Promovendo maravilha
Em seu livro, Cruz oferece conselhos para tornar as maravilhas parte de nossas vidas.
“A questão é: por que somos assim? Por que nos comportamos como se cada segundo precisasse ser produtivo?”, ponderou ela para a BBC News Mundo.
“Fazemos isto porque a sociedade está configurada desta forma. Acredito que precisamos de mudança social.”
“Precisamos resistir à ideia de que a economia é tudo o que importa e conseguirmos organizar-nos, não só individualmente, mas também como sociedade, para que tenhamos a oportunidade de nos deslumbrarmos”, defende o filósofo.
“Vou contar uma pequena história para vocês. Há muito tempo eu morava em uma rua com muito trânsito e no meio tinha uma faixazinha que parecia um refúgio, com cerejeiras japonesas e um riacho. Foi feito por um arquiteto no século XIX e era realmente muito bonito.”
“Chegou um momento em que as autoridades disseram que aquelas árvores obstruíam o trânsito e que seria necessária a construção de uma terceira faixa”, afirma. “Todos na vizinhança se opuseram. Eles se acorrentaram às árvores e organizaram eventos como reuniões para ver flores e procurar ovos de Páscoa”.
“Mas, infelizmente, o canteiro de obras ficou destruído. Desde então, lembro como, mesmo entre duas ruas ocupadas pelo trânsito, era possível existir um motivo de espanto.”
E não é apenas necessário preservar estas fontes de admiração.
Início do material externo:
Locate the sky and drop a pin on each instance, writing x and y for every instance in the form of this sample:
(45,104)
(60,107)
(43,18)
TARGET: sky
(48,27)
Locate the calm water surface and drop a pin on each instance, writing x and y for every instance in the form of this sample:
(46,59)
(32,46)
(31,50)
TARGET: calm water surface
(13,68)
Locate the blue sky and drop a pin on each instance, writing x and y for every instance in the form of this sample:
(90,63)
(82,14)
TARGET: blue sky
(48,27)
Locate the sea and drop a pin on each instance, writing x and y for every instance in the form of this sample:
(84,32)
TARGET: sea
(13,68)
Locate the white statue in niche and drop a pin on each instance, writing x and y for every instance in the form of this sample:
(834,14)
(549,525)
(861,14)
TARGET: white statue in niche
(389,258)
Toda a sociedade e nós mesmos precisamos incorporá-los ao nosso dia a dia, para que não passem despercebidos.
O livro de Helen de Cruz apresenta sugestões para cultivar a admiração e a admiração. Vão desde a participação em eventos científicos, como as noites de ciência oferecidas por alguns museus, até “observar eclipsescomo aconteceu recentemente, e participar de grupos como o hanami, a tradição japonesa de se maravilhar com as cerejeiras em flor.”
Outra alternativa é se entregar à ficção, com obras como a série de livros Terramar, da escritora americana Ursula K. Le Guin (1929-2018). Suas obras inspiram admiração, desafiando os leitores a questionar a realidade e a natureza das possibilidades.
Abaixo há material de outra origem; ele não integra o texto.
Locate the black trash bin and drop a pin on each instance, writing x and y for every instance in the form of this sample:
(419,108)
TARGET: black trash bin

Outra opção é a filosofia, que proporciona espaço mental para reflexão. E contemple a arte ou deixe-se invadir pela música, participe em eventos desportivos ou assista a festas religiosas.
Se não tiver tempo, basta seguir este antigo conselho: “pare e cheire as rosas”.
Você pode observar uma flor se infiltrando em uma fenda no concreto ou, como diz o filósofo, deliciar-se com “os cristais de gelo na sua janela no inverno”, que nunca perdem o encanto.
“Sem um pouco de magia em nossas vidas, sem lugar para o inesperado e o maravilhoso, a vida é chata e monótona”, escreveu Cruz.
“A realidade está literalmente cheia de maravilhas. Precisamos abrir espaço para elas se quisermos que valha a pena viver.”